Возбуждение драки и радостное возбуждение встречи поутихли, и Нелли начала дрожать от леденящих прикосновений тяжелой мокрой одежды. Спутники ее тоже глядели не самым лучшим образом, особенно отец Модест, видно по дороге потерявший шляпу. Вода ручейками стекала с мокрой его головы по лицу и одежде.

– О столь изысканном напитке и не мечтайте, – отвечал он Роскофу. – Напиток же на меду называется сбитнем, и, Бог даст, им мы сумеем разжиться. И надеюсь, что скоро, потому что я вижу впереди деревню.

Деревня оказалась не почтовой, всего в несколько домов, однако казалось несомненным на таком важном тракте, что постой составляет одну из основных статей дохода ее жителей.
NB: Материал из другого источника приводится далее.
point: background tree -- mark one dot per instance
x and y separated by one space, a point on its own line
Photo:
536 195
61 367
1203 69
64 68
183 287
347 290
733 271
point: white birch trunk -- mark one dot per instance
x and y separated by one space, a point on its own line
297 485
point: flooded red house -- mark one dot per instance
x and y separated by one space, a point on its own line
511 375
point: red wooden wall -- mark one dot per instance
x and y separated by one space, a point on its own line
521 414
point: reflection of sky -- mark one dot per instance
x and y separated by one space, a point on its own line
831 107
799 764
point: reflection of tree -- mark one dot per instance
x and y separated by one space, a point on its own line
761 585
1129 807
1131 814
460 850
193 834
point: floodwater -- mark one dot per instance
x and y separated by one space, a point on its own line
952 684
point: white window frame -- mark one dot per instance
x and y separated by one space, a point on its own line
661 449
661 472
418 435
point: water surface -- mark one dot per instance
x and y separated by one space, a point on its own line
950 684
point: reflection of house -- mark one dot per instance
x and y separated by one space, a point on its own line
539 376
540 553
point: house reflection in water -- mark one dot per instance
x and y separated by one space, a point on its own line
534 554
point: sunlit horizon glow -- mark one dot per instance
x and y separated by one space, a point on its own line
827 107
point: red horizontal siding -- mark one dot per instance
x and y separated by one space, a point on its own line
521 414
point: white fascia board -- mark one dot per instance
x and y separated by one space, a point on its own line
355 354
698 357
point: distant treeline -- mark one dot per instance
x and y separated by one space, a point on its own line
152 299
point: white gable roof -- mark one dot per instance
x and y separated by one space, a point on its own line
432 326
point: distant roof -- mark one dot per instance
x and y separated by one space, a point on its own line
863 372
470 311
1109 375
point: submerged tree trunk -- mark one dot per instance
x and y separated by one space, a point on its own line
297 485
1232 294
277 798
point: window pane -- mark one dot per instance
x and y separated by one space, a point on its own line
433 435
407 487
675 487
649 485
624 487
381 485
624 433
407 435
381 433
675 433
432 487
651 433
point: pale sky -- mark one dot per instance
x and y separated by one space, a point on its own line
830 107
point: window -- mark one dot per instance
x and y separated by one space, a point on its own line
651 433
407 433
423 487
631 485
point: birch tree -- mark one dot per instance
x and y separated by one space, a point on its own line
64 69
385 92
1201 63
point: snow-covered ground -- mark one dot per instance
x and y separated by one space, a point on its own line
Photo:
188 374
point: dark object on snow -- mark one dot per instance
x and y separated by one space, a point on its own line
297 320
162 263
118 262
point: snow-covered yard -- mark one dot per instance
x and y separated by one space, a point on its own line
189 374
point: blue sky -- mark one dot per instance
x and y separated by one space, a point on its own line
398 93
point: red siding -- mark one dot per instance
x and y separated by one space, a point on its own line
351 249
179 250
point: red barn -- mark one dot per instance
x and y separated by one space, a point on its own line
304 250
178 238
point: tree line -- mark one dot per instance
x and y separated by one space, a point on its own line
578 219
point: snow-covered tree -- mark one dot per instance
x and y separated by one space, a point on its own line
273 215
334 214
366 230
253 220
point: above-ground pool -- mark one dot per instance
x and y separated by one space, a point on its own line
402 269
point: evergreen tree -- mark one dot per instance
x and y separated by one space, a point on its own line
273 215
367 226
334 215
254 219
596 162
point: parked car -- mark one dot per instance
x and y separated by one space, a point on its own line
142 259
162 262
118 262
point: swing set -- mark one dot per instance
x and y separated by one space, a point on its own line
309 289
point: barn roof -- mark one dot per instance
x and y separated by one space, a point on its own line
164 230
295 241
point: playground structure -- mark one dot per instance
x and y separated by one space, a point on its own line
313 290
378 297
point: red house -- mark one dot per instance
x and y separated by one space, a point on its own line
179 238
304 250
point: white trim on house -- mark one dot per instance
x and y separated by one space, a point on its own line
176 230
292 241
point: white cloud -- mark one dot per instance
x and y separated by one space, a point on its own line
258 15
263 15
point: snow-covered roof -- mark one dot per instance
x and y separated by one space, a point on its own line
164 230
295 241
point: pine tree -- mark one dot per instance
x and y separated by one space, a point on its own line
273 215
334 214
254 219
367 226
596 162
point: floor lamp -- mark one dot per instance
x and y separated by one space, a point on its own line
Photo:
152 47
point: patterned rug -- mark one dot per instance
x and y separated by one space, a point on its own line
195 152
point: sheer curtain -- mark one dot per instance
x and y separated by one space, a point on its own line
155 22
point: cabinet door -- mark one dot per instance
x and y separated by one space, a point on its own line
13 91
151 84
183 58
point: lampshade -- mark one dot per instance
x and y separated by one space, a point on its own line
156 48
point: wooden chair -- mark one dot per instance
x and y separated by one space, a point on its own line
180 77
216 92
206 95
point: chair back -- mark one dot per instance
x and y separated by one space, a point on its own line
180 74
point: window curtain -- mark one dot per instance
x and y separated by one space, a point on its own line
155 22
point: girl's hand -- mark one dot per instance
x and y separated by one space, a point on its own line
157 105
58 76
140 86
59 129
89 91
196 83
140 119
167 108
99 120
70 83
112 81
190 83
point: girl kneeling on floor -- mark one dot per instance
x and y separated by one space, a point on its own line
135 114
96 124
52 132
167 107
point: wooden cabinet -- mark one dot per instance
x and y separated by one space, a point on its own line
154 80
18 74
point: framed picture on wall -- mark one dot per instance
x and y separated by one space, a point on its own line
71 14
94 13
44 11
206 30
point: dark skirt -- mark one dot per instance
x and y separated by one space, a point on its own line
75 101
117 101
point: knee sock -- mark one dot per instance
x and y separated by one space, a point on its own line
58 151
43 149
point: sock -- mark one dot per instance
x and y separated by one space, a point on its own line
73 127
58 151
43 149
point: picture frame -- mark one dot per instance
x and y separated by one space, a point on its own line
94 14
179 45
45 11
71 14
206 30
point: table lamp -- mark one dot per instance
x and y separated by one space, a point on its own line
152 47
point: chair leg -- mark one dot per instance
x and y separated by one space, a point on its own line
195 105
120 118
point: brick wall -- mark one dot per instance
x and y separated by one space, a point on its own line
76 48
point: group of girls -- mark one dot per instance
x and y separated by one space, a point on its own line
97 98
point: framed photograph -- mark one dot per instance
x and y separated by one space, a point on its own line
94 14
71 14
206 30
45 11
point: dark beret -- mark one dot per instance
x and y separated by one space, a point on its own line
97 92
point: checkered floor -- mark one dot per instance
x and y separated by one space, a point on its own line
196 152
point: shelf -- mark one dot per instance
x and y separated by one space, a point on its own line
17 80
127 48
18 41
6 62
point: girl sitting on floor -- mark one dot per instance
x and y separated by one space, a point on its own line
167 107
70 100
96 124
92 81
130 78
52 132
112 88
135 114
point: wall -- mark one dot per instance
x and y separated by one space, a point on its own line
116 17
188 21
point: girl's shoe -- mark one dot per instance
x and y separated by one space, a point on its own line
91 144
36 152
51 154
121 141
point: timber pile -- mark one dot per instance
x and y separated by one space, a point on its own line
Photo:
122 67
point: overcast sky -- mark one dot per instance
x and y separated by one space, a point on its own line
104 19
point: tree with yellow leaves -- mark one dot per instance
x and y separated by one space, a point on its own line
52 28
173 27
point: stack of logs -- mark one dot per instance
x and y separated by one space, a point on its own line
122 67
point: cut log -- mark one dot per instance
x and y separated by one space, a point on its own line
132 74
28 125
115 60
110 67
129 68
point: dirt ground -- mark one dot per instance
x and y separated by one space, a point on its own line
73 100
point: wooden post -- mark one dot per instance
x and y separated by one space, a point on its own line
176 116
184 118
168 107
Не прошло и четверти часу, как путешественники, устроивши лошадей, входили в длинную горницу, полностью отведенную хозяевами для нужд проезжих. Вдоль стен стояли лавки, служащие также постелями, а на столе, неслыханная роскошь, горела сальная свеча. Однако прислоняться к стенам не стоило из страха перед жирною сажей: печь была слажена по-черному. Но все же она топилась, и так жарко, что кинутый на лавку плащ Нелли тут же изошел сырым паром.

– Прошу у дамы прощения за вольность, – насмешливо поклонясь Нелли, отец Модест скинул камзол. Пальцы священника распустили короткую косу и принялись отжимать воду из прядей.

– Можете уж заодно снять и парик, – фыркнула Нелли. – Нето собьется, потом не расчешете.

– Снять что? – черные глаза священника превесело сверкнули.

– Парик, – удивилась Нелли.

– Воистину, мы живем в странный век. Ты вить видела, как я служу Литургию. Уж слишком большой невеждою надо быть, чтобы допустить, что я творю сие в парике.

– Но как же… – Нелли растерялась.

Отец Модест вытащил из кармана носовой платок и принялся неторопливо промакивать совершенно белые пряди волос.

– Вы – седой?

Вопрос явственно противуречил всяким представлениям о приличии.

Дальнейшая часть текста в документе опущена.